So... I suppose it has been almost a year since I last wrote. I apologize to my readers, who by this time must have considerably diminished in number. My eyes had begun to get so bad that looking at a computer for any length of time was pretty painful (I had surgery in October), and I had enough trouble trying to keep up with my regular duties to add self-reflection and expression to them! You can bribe people with cookies, not with blog entries. Take note.
This is part of an alpaca fleece from one such animal named Tillie. In the picture are my drying racks from Fleur-de-Lis Farm and my wool combs from Paradise Fibers. I wash the fiber in warm water with Dawn dish soap, spin-dry it in my washing machine, then dry it on these racks in my work room. I put a handful of fiber on my combs at a time, and drawn it off into a length of fiber all laying in the same direction (twigs & hay go everywhere at this stage since Tillie loves to roll in the dust); then I draft it out to an even thickness and wrap it around my hand, pulling the end through. In this way I make little birds' nests of white fluff that smell clean and sweet and are then ready for spinning of an evening (usually next to a fire, singing my old songs and drinking strong tea). My spinning friends say I will soon tire of processing my own fiber but I really love the calm process of washing, ordering, and preparing fiber; making it into yarn, then into garments, then giving them away. Most of the fiber I have now is from animals whose names I know.
A week before my eye surgery in October, I was listening to my "Jean Ritchie" Pandora station and found one singer whose whole body of work was more intriguing than the individual songs--I usually download songs I love, but this was more to my liking--so I looked him up on the magic iTunes. His name is Tim Eriksen, and he sings & plays American music; hymns and folk songs and all. The day before my surgery I treated myself to a CD of him in concert with something called "Sacred Harp" music so I would have something to listen to while I was blind of a week or more. It turns out I couldn't have done a better thing--I'm completely in love with this style of music and the people who sing it are very happy for others to join them. I can't even read music... and yet somehow every month I have learned new songs and the Sacred Harp singing my mother (whom I tempted) and I attend is more and more of what I like. Since then I bought more Sacred Harp music to learn from and Tim Eriksen has a very respectable repertoire of old folk songs I'm slowly learning just for myself to sing while cleaning and spinning. He has a new album out that you should buy, btw. You should buy it, and send it to me.

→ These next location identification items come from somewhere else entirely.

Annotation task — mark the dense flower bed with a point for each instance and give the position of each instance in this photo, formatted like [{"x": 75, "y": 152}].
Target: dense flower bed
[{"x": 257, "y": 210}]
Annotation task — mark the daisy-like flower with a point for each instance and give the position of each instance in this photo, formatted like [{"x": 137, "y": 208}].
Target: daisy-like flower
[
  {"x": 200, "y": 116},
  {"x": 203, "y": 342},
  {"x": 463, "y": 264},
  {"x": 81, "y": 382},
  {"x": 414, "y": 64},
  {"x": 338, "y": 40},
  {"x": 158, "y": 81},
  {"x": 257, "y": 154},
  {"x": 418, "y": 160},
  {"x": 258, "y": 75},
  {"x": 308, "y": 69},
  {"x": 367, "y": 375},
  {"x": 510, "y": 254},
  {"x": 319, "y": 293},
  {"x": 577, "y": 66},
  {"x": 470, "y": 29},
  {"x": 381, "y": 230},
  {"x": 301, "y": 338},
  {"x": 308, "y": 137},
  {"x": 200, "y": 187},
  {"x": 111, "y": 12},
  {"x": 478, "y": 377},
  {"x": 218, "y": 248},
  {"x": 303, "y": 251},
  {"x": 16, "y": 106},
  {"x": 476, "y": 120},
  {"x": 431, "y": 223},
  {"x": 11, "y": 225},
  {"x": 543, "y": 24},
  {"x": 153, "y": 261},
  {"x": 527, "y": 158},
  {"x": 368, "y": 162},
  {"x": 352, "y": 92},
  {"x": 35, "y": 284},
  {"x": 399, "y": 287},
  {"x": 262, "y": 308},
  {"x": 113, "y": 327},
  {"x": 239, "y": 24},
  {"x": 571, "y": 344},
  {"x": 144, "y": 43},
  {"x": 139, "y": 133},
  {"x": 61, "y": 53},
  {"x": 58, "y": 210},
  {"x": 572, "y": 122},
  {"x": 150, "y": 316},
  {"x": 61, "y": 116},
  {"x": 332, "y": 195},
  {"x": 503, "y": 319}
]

Now it is spring. My garden is very emphatic on this point. The peppermint and lemon balm plots are dense patches of compact leaves; the thymes are stretching out and taking new leaves on soft stems; the sage is all furred over with baby leaves like rabbit ears; the bay trees are starting new verses in pale green; the bergamot is rising up from its brown crush of leaves and mulch with a very decided air of trying to catch up after having slept late. I'll be more than pleased when the lavender starts putting up stems and sending out branches again; it should overflow its plot this summer. My rose bush is all over little red leaves that will darken to a deep green by late May, and then in June the white blossoms will make everything bright and deep. My excitement over my garden is hardly poetry, but it is my garden and the air is clean there. When it is warm enough I will go and spin and knit there.
I'm sorry for not being more faithful in my writing, but I hope to be more consistent soon. Know that I have been living a very contented, hobbity sort of life in the past year and expect to continue so:) Now I really must leave off or the cat will wake everybody up trying to tell me I'm up past curfew.